I am trying to filter a dataframe like the following by its path and the paths items:
from pathlib import Path
import pandas as pd
lst = [('100', Path('/root/sub1/nameA.txt'), 'some_type'),
('101', Path('/root/sub1/nameB.txt'), 'some_type'),
('102', Path('/root/sub2/nameC.txt'), 'other_type')]
df = pd.DataFrame(lst, columns = ['id', 'path', 'category'])
print(df)
At the moment I am looking for all elements, whose parent is sub1 (i.e all files in dir sub1). Generally I want to be able to filter the df by certain properties of its path.
I know of the Path.parent
property and have been using it for a while. I am also aware of filter options like df['path'].str.contains()
which does not work with a path object in the df entry.

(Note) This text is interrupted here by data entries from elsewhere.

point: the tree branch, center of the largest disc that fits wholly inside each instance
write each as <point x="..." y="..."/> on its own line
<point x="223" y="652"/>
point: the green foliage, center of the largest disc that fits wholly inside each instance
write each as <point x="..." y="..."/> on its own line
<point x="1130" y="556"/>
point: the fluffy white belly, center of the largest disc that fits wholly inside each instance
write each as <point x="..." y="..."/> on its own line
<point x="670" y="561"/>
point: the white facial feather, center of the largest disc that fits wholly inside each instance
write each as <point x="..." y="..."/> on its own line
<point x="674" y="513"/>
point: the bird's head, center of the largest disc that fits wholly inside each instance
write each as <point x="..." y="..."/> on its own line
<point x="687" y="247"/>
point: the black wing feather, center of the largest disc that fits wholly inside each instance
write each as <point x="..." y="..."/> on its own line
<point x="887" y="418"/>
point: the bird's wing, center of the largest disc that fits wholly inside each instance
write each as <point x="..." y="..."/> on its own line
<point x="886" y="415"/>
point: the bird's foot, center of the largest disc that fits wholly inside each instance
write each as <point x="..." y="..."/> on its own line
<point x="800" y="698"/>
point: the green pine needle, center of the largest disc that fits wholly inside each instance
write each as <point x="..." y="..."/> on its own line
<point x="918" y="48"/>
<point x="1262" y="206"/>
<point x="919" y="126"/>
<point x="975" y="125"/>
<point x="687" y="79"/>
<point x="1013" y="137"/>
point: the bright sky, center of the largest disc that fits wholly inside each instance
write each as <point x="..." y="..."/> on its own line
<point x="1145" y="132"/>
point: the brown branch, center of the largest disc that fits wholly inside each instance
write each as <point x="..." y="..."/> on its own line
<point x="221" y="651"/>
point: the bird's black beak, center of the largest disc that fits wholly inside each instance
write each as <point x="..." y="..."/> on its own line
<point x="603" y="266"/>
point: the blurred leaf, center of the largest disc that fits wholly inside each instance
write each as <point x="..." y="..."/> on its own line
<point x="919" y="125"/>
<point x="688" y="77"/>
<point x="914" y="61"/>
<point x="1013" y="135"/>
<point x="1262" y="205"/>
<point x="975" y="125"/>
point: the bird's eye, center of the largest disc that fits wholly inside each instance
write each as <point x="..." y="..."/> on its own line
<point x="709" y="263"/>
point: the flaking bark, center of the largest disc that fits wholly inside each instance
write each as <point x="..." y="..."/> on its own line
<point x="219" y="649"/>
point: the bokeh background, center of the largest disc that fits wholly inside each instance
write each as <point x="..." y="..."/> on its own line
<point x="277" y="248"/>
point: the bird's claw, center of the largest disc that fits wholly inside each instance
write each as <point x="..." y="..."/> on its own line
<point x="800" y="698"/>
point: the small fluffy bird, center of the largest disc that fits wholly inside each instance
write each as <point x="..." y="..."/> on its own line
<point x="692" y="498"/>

Any advice? Thanks for your help!
answering Manakins questions in the comment - Example Output
df[df['path'].apply(Path.parent == '/root/sub1')] # does of course not work!
# desired output
df
id path category
0 100 '/root/sub1/nameA.txt' 'some_type'
1 101 '/root/sub1/nameB.txt' 'some_type'
if you want to use pathlib objects then you'll have to use apply
df[df['path'].apply(lambda x : x.parent == Path('/root/sub1'))]
id path category
0 100 \root\sub1\nameA.txt some_type
1 101 \root\sub1\nameB.txt some_type
you could convert the object to a string, but you'd get an absolute path which may not be correct.